また、去年のラマダン期間中における1日の平均の*エンゲージメントは、通常時より29%増加しており、今年もラマダン期間中のTikTokの利用の増加が期待されています。
*エンゲージメント:投稿に対して反応したユーザーを図る指標。
TikTokを利用した広告
インドネシアにおいては近年TikTokを利用した広告が多く活用されています。
中でも、”ハッシュタグチャレンジ”は様々な企業で行われています。ラマダン期間中もハッシュタグチャレンジは様々な企業によって行われました。
以下はハッシュタグチャレンジを行なっている企業のPR画像です。
引用: TikTok公式サイト より
引用: TikTok公式サイト より
ハッシュタグチャレンジの方法としては、企業側が指定のハッシュタグを決め、チャレンジ動画を作成します。
その動画をみたユーザーは動画を元に各自個性的な動画をTikTok上で作りハッシュタグとともに投稿します。
ユーザーが楽しみながら動画を投稿することで、企業の宣伝に繋がっている新しい広告スタイルと言えます。

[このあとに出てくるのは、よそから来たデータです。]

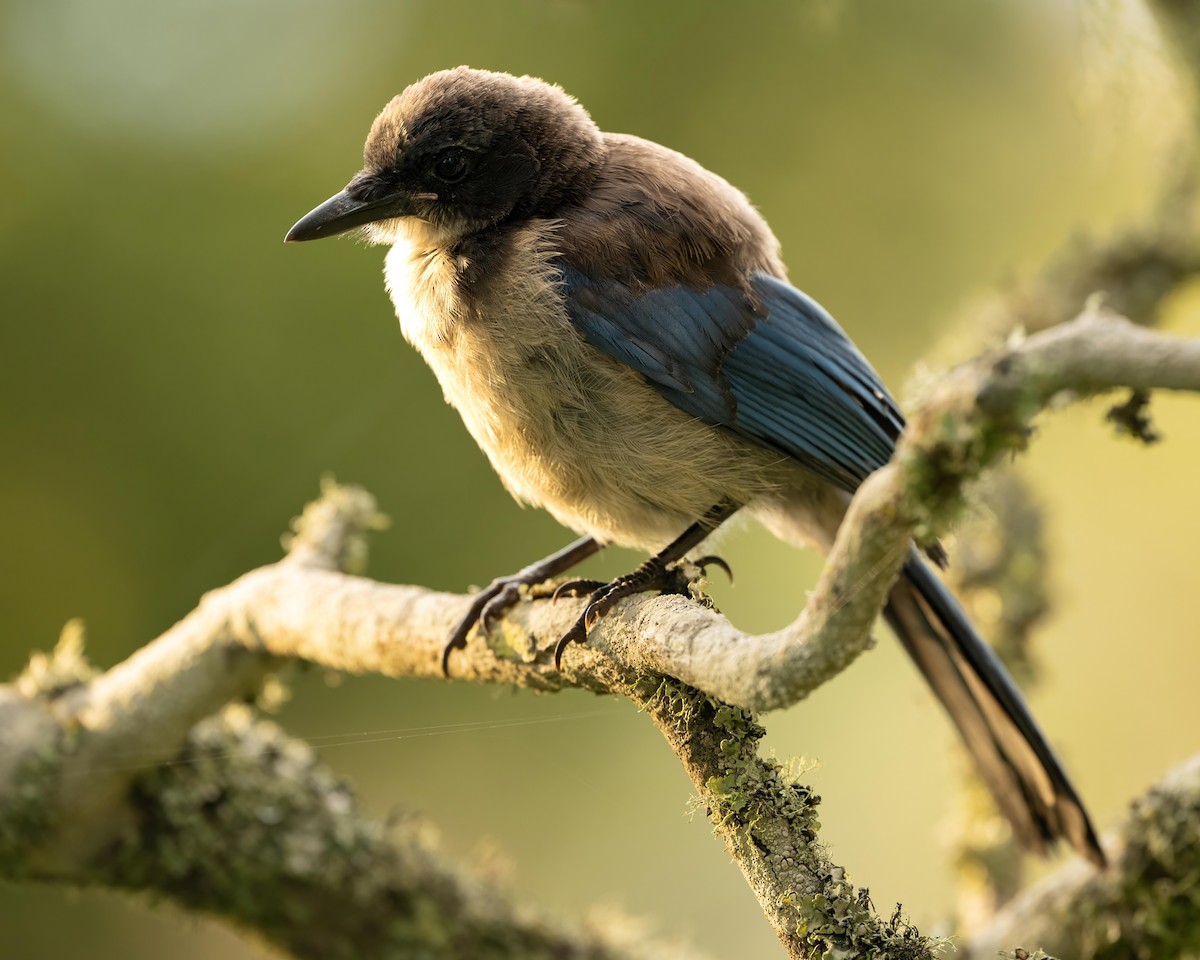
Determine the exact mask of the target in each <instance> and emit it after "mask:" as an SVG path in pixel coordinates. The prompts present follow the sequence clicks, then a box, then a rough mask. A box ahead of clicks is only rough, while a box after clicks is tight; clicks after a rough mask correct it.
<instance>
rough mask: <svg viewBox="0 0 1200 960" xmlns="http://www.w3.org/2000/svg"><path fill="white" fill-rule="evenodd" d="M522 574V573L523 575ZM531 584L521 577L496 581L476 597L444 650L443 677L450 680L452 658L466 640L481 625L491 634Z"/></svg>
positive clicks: (442, 662)
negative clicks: (450, 670) (447, 677)
mask: <svg viewBox="0 0 1200 960" xmlns="http://www.w3.org/2000/svg"><path fill="white" fill-rule="evenodd" d="M522 572H523V571H522ZM528 586H529V582H528V581H527V580H526V578H524V577H523V576H522V575H521V574H514V575H512V576H508V577H497V578H496V580H493V581H492V582H491V583H488V584H487V587H485V588H484V589H482V590H480V592H479V593H478V594H475V599H474V600H472V604H470V606H469V607H468V608H467V612H466V613H464V614H463V616H462V619H460V620H458V623H457V624H456V625H455V628H454V630H451V631H450V642H449V643H446V646H445V647H444V648H443V650H442V673H443V674H444V676H446V677H449V676H450V654H451V653H454V652H455V650H461V649H462V648H463V647H466V646H467V637H468V636H469V635H470V631H472V630H473V629H474V626H475V624H476V623H478V624H480V625H481V626H482V628H484V631H485V632H487V631H490V630H491V629H492V628H493V626H494V625H496V623H497V620H499V619H500V618H502V617H503V616H504V614H505V613H508V612H509V611H510V610H512V607H514V606H516V604H517V601H518V600H521V588H522V587H528Z"/></svg>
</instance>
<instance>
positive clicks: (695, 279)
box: [287, 67, 1103, 863]
mask: <svg viewBox="0 0 1200 960" xmlns="http://www.w3.org/2000/svg"><path fill="white" fill-rule="evenodd" d="M356 227H359V228H361V232H362V233H364V234H365V235H366V236H367V238H368V239H370V240H371V241H373V242H377V244H388V245H390V246H391V250H390V251H389V252H388V257H386V268H385V277H386V286H388V290H389V293H390V294H391V299H392V302H394V304H395V306H396V313H397V314H398V317H400V323H401V329H402V330H403V332H404V336H406V337H407V338H408V341H409V342H410V343H412V344H413V346H414V347H416V349H418V350H420V353H421V355H422V356H424V358H425V360H426V362H428V365H430V366H431V367H432V368H433V372H434V373H436V374H437V378H438V380H439V382H440V384H442V389H443V391H444V392H445V398H446V401H449V403H450V404H451V406H454V407H455V408H456V409H457V410H458V413H460V414H461V415H462V419H463V422H464V424H466V425H467V428H468V430H469V431H470V433H472V436H473V437H474V438H475V440H476V443H479V445H480V446H481V448H482V449H484V451H485V452H486V454H487V456H488V458H490V460H491V462H492V466H493V467H494V468H496V470H497V472H498V473H499V475H500V479H502V480H503V481H504V485H505V486H506V487H508V488H509V491H510V492H511V493H512V494H514V496H515V497H517V498H518V499H522V500H526V502H528V503H532V504H536V505H539V506H545V508H546V509H547V510H550V511H551V514H553V515H554V516H556V517H557V518H558V520H559V521H560V522H563V523H564V524H566V526H568V527H571V528H574V529H575V530H577V532H580V533H583V534H586V535H584V538H583V539H582V540H580V541H577V542H576V544H574V545H571V546H570V547H568V548H565V550H564V551H562V552H559V553H558V554H554V556H553V557H550V558H547V559H546V560H544V562H542V563H540V564H534V565H532V566H529V568H526V570H523V571H521V574H518V575H517V576H516V577H510V578H502V580H499V581H497V582H496V583H493V586H492V588H490V589H488V590H487V592H485V593H484V594H482V595H481V596H480V598H479V600H478V602H476V604H475V605H474V607H473V608H472V612H470V614H469V616H468V617H467V618H466V619H464V620H463V623H462V624H460V626H458V629H457V630H456V631H455V634H454V636H452V638H451V642H450V644H449V646H448V647H446V656H449V654H450V652H451V650H452V649H454V648H455V647H460V646H463V644H464V643H466V638H467V634H468V631H469V630H470V628H472V626H473V625H474V623H475V622H476V620H478V619H479V618H480V616H482V617H484V619H485V622H486V620H487V619H490V618H494V617H496V616H499V613H502V612H503V610H504V608H505V606H506V605H509V604H511V602H512V600H514V598H515V596H516V589H515V584H516V583H532V582H536V581H541V580H545V578H546V577H548V576H551V575H554V574H559V572H563V571H564V570H566V569H568V568H570V566H571V565H574V564H575V563H577V562H578V560H581V559H582V558H584V557H587V556H589V554H590V553H594V552H595V551H596V550H599V548H600V547H601V546H604V545H606V544H625V545H630V546H636V547H642V548H646V550H648V551H660V552H659V553H658V554H656V556H655V557H654V558H653V559H650V560H648V562H647V563H646V564H643V565H642V566H641V568H638V570H637V571H635V572H634V574H631V575H629V576H626V577H622V578H619V580H617V581H614V582H613V583H612V584H606V586H600V584H590V586H592V587H598V589H596V590H595V593H593V594H592V602H590V604H589V605H588V608H587V611H586V613H584V616H583V617H581V620H580V623H577V624H576V626H575V629H574V630H572V631H571V632H570V634H569V635H568V637H565V638H564V641H563V643H560V644H559V647H558V649H557V650H556V660H557V658H558V656H560V655H562V650H563V646H564V644H565V642H566V641H568V640H571V638H575V640H582V638H583V637H584V636H586V631H587V626H588V625H590V623H592V622H593V620H594V619H595V617H596V616H599V614H601V613H602V612H604V611H606V610H607V608H608V607H610V606H612V604H613V602H614V601H616V599H617V598H619V596H624V595H628V594H630V593H636V592H638V590H642V589H648V588H653V587H655V586H661V584H662V581H664V575H665V574H666V569H667V565H668V564H671V563H672V562H676V560H679V559H682V558H683V557H684V556H685V554H686V553H688V552H689V551H690V550H692V548H694V547H696V546H697V545H698V544H700V542H701V541H703V540H704V538H706V536H707V535H708V534H709V533H712V530H713V529H715V528H716V527H718V526H719V524H720V523H721V522H722V521H724V520H725V518H727V517H728V516H730V515H731V514H733V512H734V511H736V510H738V509H742V508H744V509H745V510H748V511H750V512H751V514H752V515H754V516H756V517H757V518H758V520H760V521H761V522H762V523H764V524H766V526H767V527H768V528H769V529H770V530H772V532H773V533H774V534H776V535H778V536H780V538H782V539H784V540H787V541H790V542H793V544H815V545H816V546H817V547H820V548H823V550H828V548H829V546H830V545H832V542H833V540H834V536H835V534H836V532H838V526H839V523H840V522H841V518H842V516H844V514H845V511H846V506H847V504H848V502H850V498H851V494H852V493H853V492H854V490H856V488H857V487H858V485H859V484H862V481H863V480H864V479H865V478H866V476H868V474H870V473H871V472H872V470H875V469H877V468H878V467H882V466H883V464H884V463H887V462H888V460H889V457H890V456H892V452H893V449H894V446H895V442H896V438H898V437H899V436H900V431H901V430H902V427H904V418H902V416H901V414H900V410H899V409H898V407H896V403H895V401H893V398H892V397H890V396H889V394H888V391H887V389H886V388H884V386H883V384H882V383H881V382H880V379H878V376H877V374H876V373H875V371H874V370H872V368H871V366H870V364H868V362H866V360H865V359H864V358H863V355H862V354H860V353H859V352H858V349H856V347H854V346H853V343H851V341H850V340H848V338H847V336H846V335H845V334H844V332H842V330H841V328H839V326H838V324H836V323H834V320H833V319H832V318H830V317H829V314H828V313H826V312H824V310H822V308H821V307H820V306H818V305H817V304H816V302H814V301H812V300H811V299H810V298H808V296H806V295H804V294H803V293H800V292H799V290H797V289H796V288H794V287H792V286H791V284H790V283H788V282H787V272H786V270H785V268H784V264H782V262H781V260H780V256H779V242H778V241H776V240H775V236H774V235H773V234H772V232H770V228H769V227H768V226H767V223H766V222H764V221H763V218H762V217H761V216H760V215H758V212H757V211H756V210H755V209H754V208H752V206H751V205H750V203H749V200H748V199H746V198H745V196H743V194H742V193H740V192H739V191H738V190H736V188H734V187H732V186H731V185H730V184H727V182H726V181H725V180H722V179H721V178H719V176H716V175H715V174H713V173H709V172H708V170H706V169H704V168H703V167H701V166H700V164H698V163H696V162H694V161H691V160H689V158H688V157H685V156H683V155H680V154H677V152H674V151H673V150H668V149H666V148H664V146H660V145H659V144H655V143H650V142H648V140H643V139H640V138H637V137H630V136H623V134H616V133H604V132H601V131H600V130H599V128H598V127H596V125H595V124H594V122H593V121H592V119H590V116H588V114H587V112H586V110H584V109H583V108H582V107H581V106H580V104H578V103H577V102H576V101H575V100H574V98H571V97H570V96H568V95H566V94H565V92H563V90H562V89H559V88H558V86H552V85H551V84H547V83H545V82H542V80H539V79H535V78H533V77H511V76H509V74H505V73H491V72H486V71H479V70H469V68H467V67H458V68H457V70H449V71H443V72H439V73H434V74H432V76H430V77H426V78H425V79H422V80H420V82H418V83H415V84H413V85H412V86H409V88H408V89H407V90H404V92H402V94H401V95H400V96H397V97H396V98H395V100H392V101H391V102H390V103H389V104H388V106H386V107H385V108H384V109H383V113H380V114H379V116H378V118H377V119H376V121H374V125H373V126H372V127H371V133H370V136H368V137H367V142H366V148H365V163H364V168H362V170H361V172H360V173H358V174H356V175H355V176H354V178H353V179H352V180H350V182H349V184H348V185H347V187H346V190H343V191H342V192H340V193H337V194H336V196H334V197H331V198H330V199H329V200H326V202H325V203H324V204H322V205H320V206H318V208H317V209H314V210H313V211H312V212H310V214H308V215H306V216H305V217H304V218H301V220H300V221H299V222H298V223H296V224H295V226H294V227H293V228H292V230H290V232H289V234H288V238H287V239H288V240H311V239H316V238H322V236H331V235H335V234H338V233H343V232H346V230H349V229H353V228H356ZM931 554H932V556H934V557H935V559H941V557H940V552H938V551H937V550H936V548H935V550H934V551H931ZM578 583H581V584H582V583H588V582H587V581H580V582H578ZM886 616H887V618H888V620H889V623H890V624H892V626H893V628H894V629H895V632H896V634H898V635H899V637H900V640H901V641H902V643H904V646H905V648H906V649H907V650H908V653H910V654H911V655H912V658H913V660H914V661H916V662H917V666H918V667H919V668H920V671H922V673H923V674H924V676H925V679H926V680H928V682H929V683H930V685H931V686H932V689H934V692H936V694H937V696H938V698H940V700H941V701H942V704H943V706H944V707H946V709H947V710H948V713H949V714H950V716H952V719H953V720H954V722H955V725H956V726H958V728H959V731H960V732H961V734H962V738H964V740H965V743H966V745H967V749H968V750H970V751H971V754H972V755H973V757H974V760H976V763H977V766H978V768H979V773H980V774H982V775H983V778H984V780H985V782H986V784H988V786H989V787H990V790H991V792H992V796H994V797H995V798H996V800H997V803H998V805H1000V808H1001V810H1003V812H1004V814H1006V816H1007V817H1008V820H1009V821H1010V822H1012V824H1013V828H1014V830H1015V833H1016V836H1018V838H1019V839H1020V840H1021V841H1022V844H1024V845H1025V846H1026V847H1030V848H1033V850H1038V851H1044V850H1045V848H1046V846H1048V845H1049V844H1051V842H1052V841H1055V840H1056V839H1058V838H1066V839H1067V840H1068V841H1069V842H1070V844H1072V845H1073V846H1074V847H1075V848H1076V850H1079V851H1080V852H1081V853H1084V854H1085V856H1086V857H1088V858H1090V859H1092V860H1093V862H1096V863H1103V853H1102V852H1100V848H1099V845H1098V842H1097V839H1096V835H1094V833H1093V830H1092V826H1091V823H1090V822H1088V817H1087V814H1086V811H1085V810H1084V806H1082V804H1081V802H1080V800H1079V797H1078V796H1076V794H1075V791H1074V790H1073V788H1072V786H1070V782H1069V781H1068V780H1067V775H1066V774H1064V773H1063V770H1062V767H1061V766H1060V763H1058V761H1057V760H1056V757H1055V755H1054V752H1052V751H1051V749H1050V746H1049V745H1048V744H1046V742H1045V738H1044V737H1043V734H1042V732H1040V731H1039V730H1038V726H1037V724H1036V722H1034V720H1033V718H1032V716H1031V715H1030V712H1028V709H1027V708H1026V706H1025V703H1024V701H1022V698H1021V696H1020V692H1019V691H1018V690H1016V688H1015V686H1014V684H1013V682H1012V680H1010V679H1009V677H1008V674H1007V673H1006V672H1004V668H1003V667H1002V666H1001V664H1000V661H998V660H997V659H996V658H995V655H994V654H992V653H991V650H990V648H989V647H988V646H986V644H985V643H984V642H983V641H982V640H980V638H979V636H978V635H977V634H976V632H974V630H973V629H972V626H971V624H970V623H968V622H967V619H966V617H965V614H964V613H962V610H961V608H960V607H959V605H958V604H956V602H955V600H954V599H953V598H952V596H950V594H949V593H948V592H947V589H946V588H944V587H943V586H942V583H941V581H940V580H938V578H937V577H936V576H935V575H934V572H932V571H931V570H930V568H929V565H928V564H926V563H925V562H924V560H923V559H922V557H920V556H919V554H918V553H917V551H916V550H913V551H912V554H911V557H910V559H908V562H907V564H906V566H905V568H904V574H902V576H901V578H900V581H899V582H898V583H896V586H895V587H894V588H893V590H892V593H890V598H889V601H888V605H887V608H886ZM443 664H444V665H445V660H444V661H443Z"/></svg>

このような、ユーザが楽しんでいるという側面も影響しているのか、TikTok上で表示される広告について広告を見た後、広告を見た90%の人が製品の詳細リンクへアクセスしたり、ブランドアカウントをクリックするなど、何かしらの行動を起こしていることが分かっています。
また、TikTokはラマダン期間中の広告についてだけでなく、コロナ禍を共に乗り越えていくためのプロジェクトも行っています。

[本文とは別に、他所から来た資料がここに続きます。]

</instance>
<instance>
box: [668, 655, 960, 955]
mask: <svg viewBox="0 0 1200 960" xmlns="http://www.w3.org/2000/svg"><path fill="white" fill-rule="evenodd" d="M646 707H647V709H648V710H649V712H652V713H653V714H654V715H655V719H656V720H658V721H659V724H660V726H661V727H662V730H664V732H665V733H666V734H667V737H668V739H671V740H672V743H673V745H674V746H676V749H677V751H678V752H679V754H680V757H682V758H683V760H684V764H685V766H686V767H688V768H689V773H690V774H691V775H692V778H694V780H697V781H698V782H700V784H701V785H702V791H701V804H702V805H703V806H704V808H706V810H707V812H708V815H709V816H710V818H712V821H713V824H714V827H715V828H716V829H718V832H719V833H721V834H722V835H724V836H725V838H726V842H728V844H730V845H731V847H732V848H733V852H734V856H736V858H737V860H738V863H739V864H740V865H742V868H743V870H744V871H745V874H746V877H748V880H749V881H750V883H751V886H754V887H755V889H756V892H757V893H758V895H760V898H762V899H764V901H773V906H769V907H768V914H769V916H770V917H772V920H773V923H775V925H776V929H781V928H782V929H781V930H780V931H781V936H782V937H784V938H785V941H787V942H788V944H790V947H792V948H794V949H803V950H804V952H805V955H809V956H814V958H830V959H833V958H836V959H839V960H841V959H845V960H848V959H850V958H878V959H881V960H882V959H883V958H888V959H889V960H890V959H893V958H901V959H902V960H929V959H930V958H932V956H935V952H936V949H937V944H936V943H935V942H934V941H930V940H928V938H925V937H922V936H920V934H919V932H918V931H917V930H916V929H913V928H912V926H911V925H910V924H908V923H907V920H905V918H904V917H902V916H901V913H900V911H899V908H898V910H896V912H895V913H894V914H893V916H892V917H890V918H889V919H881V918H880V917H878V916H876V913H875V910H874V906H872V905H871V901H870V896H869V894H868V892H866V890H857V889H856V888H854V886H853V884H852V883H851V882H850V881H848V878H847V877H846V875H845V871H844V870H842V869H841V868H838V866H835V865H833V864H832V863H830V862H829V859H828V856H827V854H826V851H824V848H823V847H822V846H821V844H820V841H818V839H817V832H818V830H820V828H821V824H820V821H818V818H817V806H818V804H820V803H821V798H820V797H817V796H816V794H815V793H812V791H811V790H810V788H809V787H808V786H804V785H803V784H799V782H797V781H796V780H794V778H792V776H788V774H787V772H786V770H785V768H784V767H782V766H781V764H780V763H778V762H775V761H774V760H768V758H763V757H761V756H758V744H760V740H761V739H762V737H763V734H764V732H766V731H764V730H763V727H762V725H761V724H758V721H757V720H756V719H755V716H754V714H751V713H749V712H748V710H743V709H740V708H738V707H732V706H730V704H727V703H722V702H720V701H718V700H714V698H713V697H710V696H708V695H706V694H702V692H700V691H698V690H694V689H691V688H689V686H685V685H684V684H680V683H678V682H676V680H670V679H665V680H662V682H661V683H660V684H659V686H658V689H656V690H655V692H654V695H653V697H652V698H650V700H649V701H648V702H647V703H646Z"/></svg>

TikTokは、今年にラマダンからレバラン期間の4月5日〜5月16日で#SamaSamaBerbagiのハッシュタグをつけてラマダンを共有するオンラインフェスティバルを開催しました。
通常、ラマダン期間中は、親戚や友人など大勢集まって断食明けの食事をとるなど、普段なかなか会えない人と交流を持つ傾向にありますが、今年は去年に引き続き新型コロナウイルスの影響でそういった関わりがなかなか持てないため、ラマダン中の様子についてTikTok上で共有することで、「オンライン上でラマダンを一緒に過ごす場」を作っています。
新型コロナウイルスの影響で制限される行動が多いですが、TikTokによって新しいラマダンの過ごし方が提案されていることが分かります。
新型コロナウイルスの影響で、インドネシアでは例年のラマダンやレバラン時の人々の過ごし方とは大きく異なった点も多々ありますが、ラマダン期間中、広告業界においては追い風となっている点も挙げられることが分かりました。
インドネシアにおいて、ラマダンからレバランの期間は市場が大きく変化する時期となっています。このように、インドネシアでは宗教がビジネスに大きな影響を与えますので、インドネシア進出の際には現地の文化や風習などをきちんと理解する必要があります。